Lisón comentó que los artículos de Larra están alejados del costumbrismo con el que escribían otros autores de la época, como Mesoneros Romanos o Estébanez Calderón. «La costumbre, para Larra, es algo malo. No escribe de hechos sino que es cien por ciento moralista. Se lamenta de la falta de educación o de la política. Presenta a una sociedad corrompida y lo hace con pesimismo y desesperación. Critica los puntos neurálgicos de la estructura del país y, eso, es un acierto», apuntó el antropólogo y catedrático.

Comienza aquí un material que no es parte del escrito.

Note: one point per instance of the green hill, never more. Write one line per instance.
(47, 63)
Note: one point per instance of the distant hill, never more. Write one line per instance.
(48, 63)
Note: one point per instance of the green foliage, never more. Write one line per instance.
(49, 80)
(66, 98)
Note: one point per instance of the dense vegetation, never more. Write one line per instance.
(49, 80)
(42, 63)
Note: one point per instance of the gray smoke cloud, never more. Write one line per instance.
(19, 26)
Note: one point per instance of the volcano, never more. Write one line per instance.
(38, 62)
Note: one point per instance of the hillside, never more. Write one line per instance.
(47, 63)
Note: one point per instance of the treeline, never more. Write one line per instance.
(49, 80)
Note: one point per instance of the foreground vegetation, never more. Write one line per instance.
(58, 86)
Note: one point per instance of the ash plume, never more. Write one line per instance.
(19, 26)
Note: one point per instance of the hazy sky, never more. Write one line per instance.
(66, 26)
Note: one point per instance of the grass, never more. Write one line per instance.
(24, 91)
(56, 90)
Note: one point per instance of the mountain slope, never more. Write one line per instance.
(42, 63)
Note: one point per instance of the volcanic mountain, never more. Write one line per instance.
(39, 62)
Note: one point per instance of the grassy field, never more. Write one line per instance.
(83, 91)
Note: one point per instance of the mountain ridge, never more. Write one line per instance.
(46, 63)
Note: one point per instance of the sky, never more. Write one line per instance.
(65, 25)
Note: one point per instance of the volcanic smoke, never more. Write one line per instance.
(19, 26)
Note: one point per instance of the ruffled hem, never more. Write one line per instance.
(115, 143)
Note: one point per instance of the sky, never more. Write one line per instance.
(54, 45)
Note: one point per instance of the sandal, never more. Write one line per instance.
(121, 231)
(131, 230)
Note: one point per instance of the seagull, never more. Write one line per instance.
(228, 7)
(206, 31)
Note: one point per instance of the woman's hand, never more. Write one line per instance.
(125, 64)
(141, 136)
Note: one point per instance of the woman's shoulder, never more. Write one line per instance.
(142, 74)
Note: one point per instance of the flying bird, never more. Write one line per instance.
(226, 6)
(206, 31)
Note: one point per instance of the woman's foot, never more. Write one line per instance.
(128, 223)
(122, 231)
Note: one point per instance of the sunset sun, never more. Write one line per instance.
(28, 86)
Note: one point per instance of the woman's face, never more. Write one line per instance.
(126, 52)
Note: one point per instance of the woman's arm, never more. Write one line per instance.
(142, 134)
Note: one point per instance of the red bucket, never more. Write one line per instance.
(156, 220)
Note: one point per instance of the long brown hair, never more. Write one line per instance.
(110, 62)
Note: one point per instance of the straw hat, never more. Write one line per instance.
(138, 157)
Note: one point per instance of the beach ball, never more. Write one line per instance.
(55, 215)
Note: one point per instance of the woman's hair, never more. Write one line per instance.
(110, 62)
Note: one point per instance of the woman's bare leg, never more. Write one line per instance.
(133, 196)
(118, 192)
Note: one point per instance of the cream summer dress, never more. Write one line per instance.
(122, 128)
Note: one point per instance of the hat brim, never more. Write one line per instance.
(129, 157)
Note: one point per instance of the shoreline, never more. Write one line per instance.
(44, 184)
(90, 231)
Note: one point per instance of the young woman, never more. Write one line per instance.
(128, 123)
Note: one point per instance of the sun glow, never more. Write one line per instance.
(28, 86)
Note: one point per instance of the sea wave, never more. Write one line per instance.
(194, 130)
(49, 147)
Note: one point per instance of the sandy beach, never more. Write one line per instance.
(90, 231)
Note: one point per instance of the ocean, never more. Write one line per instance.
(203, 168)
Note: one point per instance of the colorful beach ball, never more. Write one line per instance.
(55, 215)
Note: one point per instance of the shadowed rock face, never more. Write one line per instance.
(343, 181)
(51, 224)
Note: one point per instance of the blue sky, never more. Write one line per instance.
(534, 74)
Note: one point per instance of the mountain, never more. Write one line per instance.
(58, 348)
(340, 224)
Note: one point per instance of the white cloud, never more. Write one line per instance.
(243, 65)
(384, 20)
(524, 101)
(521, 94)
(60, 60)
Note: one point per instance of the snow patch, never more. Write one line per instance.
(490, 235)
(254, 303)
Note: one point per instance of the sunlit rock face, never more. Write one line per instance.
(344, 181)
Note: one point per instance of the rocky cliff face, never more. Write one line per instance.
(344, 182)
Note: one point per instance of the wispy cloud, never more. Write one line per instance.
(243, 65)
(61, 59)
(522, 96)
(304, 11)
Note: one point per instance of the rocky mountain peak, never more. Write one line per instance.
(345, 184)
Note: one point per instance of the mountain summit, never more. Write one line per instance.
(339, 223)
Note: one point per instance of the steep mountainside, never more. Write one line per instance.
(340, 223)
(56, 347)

Carmelo Lisón aseguró que el periodista, en sus textos, relaciona a los «tipos con las causas sociales» y no se queda «en la superficie». A diferencia de Mesoneros Romanos, Larra sí tiene intención política cuando escribía, por ejemplo. «Alude a las raíces económicas de lo que estaba pasando en su época y eso es otra lanza a su favor. Sus artículos más profundos y más permanentes son perdurables en el tiempo ya que trascienden del folclore», consideró Lisón. El antropólogo y catedrático apuntó que el periodista, con sus artículos, «molestaba» a la clase castellano-madrileña media. «Lo hacía porque se basaban en una crítica feroz y utilizaba el sarcasmo. Larra aseguraba que vivíamos de la mediocridad, de la adaptación al medio, del acomodamiento. Escribió 250 artículos llenos de paradojas y fracasos. Su espíritu era rebelde y marginal y, por eso, se convierte en moralista. Junto con Jovellanos, tuvo el acierto de ver las costumbres como iconos y emblemas de la cultura de un pueblo», comentó. Lisón aseguró que algunas de las frases y visiones de Larra aún tienen «tanta fuerza» como cuando las escribió. «Arremete contra lo blanco y lo negro, porque dice que las cosas son grises; son más complicadas, complejas y humanas».
Las personas que ayer acudieron al curso de verano de La Granda pudieron disfrutar, al final de la jornada, de un ágape invitados por la directiva del Club Náutico de Salinas.